NATO(北大西洋条約機構)による大規模な軍事演習をロシアとノルウェーの国境近くで実施されるにあたり、ノルウェー空軍の女性パイロットのイルヴァは、アメリカ空軍の伝説的パイロットであるジョンと組み、民間ヘリの護衛のため国境近くをF-16戦闘機にて飛ぶ事に。
しかし、ロシア軍の戦闘機から威嚇を受けて機体が接触、ロシア領内に墜落してしまう…。墜落直前に脱出していたイルヴァとジョンは徒歩で国境を目指す……
なんといっても、いま現在のロシアのウクライナ侵攻とNATOとの対立にリンクするかのよう。
ロシアはNATOによる核基地への攻撃があったと主張、世界大戦へと繋がりかねない危機に、現実的な恐ろしさと不安に駆られます。
現在の戦争で重要なファクターでもる情報戦にも焦点を当て、ハイブリッド戦争の一端が垣間見れる様子に、陰謀に巻き込まれた女性パイロットのイルヴァが、極寒の地をロシアからノルウェーへと帰ろうとサバイバルする描写には彼女の強さと魅力がたっぷり。
一方で、イルヴァと共に国境を目指す、
極寒の地で追っ手だけでなく凍死する恐れもある中、イルヴァは自身が持つサバイバル知識とタフな精神力でもって、凍傷を負ったジョンを支え生き延びようとします。
しかし、ジョンはある秘密、重荷を抱えており、かつて捕虜となるも帰還する事ができ、英雄と呼ばれたジョンの哀しみが胸に迫ります。
また、ロシア側では、イルヴァの戦闘機に接触した戦闘機のパイロットであるイーゴリは、実際にあった事とロシア軍の上層部や世間にニュースとして流されたものとの違いに気付き、真実を抱え、果たして自分がどうすべきか思い悩みます。
それぞれ立場が違っても、戦争を避けたいと願う者たちがいる中で、自分たちの利権を追い求めたり、地位を守ろうとする者たち。
陰謀を仕掛けた側、そしてロシア側での動きなど、決してスッキリとはしない結末もまた現実世界を表しているようで、より恐ろしさを感じるものでした。
ところで、極寒の地のサバイバルという冒険小説的な側面に関しては物足りないところはありました。

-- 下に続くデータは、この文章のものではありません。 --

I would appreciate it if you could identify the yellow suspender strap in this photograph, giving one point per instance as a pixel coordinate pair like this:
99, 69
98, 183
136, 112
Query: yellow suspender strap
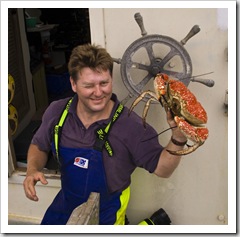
58, 127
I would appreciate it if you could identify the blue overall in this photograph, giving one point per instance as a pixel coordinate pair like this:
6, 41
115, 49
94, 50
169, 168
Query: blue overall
82, 172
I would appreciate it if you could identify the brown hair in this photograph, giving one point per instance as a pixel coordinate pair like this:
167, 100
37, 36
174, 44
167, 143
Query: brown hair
92, 56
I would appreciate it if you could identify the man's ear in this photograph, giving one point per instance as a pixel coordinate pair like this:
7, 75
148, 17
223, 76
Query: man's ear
73, 84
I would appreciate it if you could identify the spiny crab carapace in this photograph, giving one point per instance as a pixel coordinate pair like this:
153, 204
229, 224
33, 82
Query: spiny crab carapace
188, 113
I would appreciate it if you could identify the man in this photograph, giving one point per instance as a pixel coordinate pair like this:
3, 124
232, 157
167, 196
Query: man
96, 143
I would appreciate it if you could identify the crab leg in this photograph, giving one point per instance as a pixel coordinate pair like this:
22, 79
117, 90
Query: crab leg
186, 151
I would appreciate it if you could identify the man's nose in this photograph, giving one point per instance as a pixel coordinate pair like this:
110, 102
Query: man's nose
97, 90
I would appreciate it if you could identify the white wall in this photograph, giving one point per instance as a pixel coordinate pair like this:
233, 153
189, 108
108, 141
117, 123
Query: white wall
197, 193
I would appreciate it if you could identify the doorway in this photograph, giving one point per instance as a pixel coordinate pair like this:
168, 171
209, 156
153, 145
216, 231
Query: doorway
66, 28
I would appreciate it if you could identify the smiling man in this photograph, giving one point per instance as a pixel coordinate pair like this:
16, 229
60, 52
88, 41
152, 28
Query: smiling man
97, 145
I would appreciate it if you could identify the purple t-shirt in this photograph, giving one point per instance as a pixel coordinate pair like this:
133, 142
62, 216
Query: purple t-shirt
126, 137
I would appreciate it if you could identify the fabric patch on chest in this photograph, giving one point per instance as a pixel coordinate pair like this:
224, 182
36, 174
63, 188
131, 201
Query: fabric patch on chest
81, 162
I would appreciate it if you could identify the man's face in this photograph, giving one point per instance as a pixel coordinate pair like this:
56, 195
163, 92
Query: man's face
94, 89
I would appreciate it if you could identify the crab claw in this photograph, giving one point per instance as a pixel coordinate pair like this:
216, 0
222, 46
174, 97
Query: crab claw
198, 135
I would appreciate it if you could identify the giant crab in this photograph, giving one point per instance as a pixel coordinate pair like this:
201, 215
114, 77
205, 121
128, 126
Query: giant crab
188, 113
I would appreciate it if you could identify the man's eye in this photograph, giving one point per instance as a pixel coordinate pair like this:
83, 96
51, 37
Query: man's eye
88, 86
104, 83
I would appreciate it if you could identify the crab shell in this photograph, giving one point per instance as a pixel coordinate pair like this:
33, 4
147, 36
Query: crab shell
180, 99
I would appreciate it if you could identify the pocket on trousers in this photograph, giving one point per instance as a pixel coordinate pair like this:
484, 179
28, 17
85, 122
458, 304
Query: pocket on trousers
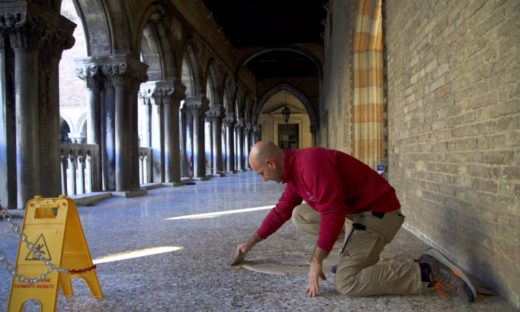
360, 243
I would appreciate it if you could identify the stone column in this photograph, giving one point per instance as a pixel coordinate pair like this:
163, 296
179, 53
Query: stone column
108, 136
146, 137
239, 128
91, 74
314, 132
229, 121
7, 127
183, 127
25, 48
171, 124
257, 133
153, 92
50, 55
126, 73
197, 106
248, 135
215, 115
37, 37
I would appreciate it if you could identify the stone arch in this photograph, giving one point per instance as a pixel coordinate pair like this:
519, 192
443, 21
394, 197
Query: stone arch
190, 72
151, 53
65, 129
81, 125
97, 26
239, 101
248, 111
154, 43
215, 83
308, 55
228, 95
313, 115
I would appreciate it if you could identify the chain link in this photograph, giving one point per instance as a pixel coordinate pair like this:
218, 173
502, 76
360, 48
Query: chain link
37, 253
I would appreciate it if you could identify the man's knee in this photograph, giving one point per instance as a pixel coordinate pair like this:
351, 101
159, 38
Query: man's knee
346, 285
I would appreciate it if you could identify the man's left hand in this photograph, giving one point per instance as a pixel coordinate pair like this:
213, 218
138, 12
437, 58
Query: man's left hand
315, 273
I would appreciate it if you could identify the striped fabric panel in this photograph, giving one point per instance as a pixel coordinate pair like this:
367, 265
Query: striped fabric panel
367, 111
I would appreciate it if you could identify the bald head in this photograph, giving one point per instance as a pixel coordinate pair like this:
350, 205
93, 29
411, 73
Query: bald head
267, 159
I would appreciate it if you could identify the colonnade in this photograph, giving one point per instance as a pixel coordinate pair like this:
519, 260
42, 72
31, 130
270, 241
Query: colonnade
32, 39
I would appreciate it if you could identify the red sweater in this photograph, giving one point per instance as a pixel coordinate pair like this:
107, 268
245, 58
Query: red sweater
332, 183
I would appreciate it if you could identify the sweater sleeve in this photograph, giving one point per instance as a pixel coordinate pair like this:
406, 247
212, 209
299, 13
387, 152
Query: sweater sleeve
325, 183
279, 214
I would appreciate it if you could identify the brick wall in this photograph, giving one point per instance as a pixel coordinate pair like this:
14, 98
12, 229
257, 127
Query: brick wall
337, 79
453, 109
454, 129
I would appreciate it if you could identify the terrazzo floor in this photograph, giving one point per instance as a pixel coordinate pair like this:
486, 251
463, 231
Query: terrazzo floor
203, 224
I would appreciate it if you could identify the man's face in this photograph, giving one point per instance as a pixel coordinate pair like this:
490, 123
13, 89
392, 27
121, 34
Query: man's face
268, 171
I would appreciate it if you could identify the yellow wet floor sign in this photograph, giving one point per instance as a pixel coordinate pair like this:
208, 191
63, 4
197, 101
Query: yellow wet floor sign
53, 226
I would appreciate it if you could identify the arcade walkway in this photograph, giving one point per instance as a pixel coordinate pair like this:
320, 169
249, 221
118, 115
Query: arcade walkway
190, 233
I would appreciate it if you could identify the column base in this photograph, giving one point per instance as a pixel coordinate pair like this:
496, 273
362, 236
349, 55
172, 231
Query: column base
151, 186
173, 184
90, 199
133, 193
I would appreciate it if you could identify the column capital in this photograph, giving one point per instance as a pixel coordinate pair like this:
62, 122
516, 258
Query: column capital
215, 112
29, 26
229, 120
240, 123
89, 72
24, 30
156, 91
196, 104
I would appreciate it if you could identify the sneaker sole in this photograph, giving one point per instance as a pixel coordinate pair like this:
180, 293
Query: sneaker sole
458, 272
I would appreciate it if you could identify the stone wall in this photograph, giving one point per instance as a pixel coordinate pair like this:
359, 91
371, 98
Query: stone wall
453, 109
336, 94
454, 130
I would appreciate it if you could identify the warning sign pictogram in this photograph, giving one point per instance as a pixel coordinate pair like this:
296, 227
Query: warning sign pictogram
41, 246
53, 227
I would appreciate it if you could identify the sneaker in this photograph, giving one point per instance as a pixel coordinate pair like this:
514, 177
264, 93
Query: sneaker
447, 277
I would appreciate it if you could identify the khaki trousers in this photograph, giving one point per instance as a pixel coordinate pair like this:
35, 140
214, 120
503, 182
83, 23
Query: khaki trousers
359, 272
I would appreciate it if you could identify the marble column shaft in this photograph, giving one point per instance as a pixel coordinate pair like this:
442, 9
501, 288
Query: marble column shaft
215, 115
7, 127
126, 73
248, 134
239, 128
197, 106
229, 121
37, 38
172, 143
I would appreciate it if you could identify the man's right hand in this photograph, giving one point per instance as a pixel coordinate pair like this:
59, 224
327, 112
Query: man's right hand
243, 249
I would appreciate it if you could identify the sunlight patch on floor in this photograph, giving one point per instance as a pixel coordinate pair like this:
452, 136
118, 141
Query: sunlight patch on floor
136, 254
219, 213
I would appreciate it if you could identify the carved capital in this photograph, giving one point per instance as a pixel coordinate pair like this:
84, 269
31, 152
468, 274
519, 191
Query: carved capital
24, 30
122, 75
116, 70
196, 104
90, 73
215, 112
54, 43
229, 120
240, 124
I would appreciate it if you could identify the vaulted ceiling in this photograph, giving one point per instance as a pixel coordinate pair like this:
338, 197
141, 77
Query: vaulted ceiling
272, 24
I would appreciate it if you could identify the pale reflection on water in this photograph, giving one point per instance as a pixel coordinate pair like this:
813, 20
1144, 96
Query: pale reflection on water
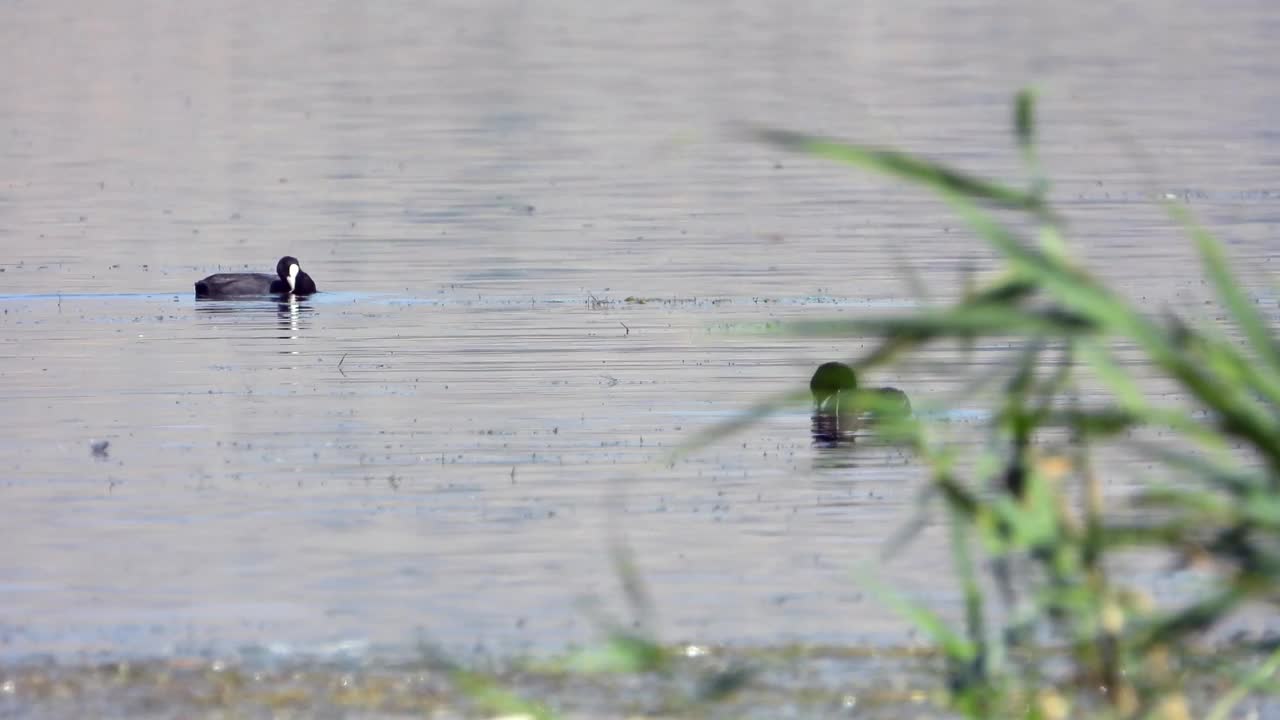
535, 232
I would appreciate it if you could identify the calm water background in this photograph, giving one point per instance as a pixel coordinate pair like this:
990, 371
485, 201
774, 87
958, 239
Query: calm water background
444, 442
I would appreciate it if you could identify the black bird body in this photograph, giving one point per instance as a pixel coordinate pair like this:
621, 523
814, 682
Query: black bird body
288, 279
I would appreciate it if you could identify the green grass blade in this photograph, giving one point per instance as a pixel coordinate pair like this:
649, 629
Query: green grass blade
1243, 311
1224, 706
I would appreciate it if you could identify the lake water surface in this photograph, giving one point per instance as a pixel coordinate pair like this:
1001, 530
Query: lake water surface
538, 237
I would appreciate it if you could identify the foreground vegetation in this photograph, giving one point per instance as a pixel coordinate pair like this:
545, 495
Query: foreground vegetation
1051, 628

この手のもので、かつての名作に並び超えるのはなかなかに難しいかと。
とはいえ本作は、主人公のイルヴァだけでなく、イルヴァを想いサポートするストーム(最初の印象より読み進めるといいやつでした(笑))や、伝説的パイロットのジョン、ロシア戦闘機のイーゴリなど、多数の登場人物の視点で描かれる群像劇でもあり、現在において決してフィクションとはいいきれないリアルな怖さを描いた作品だったかと思います。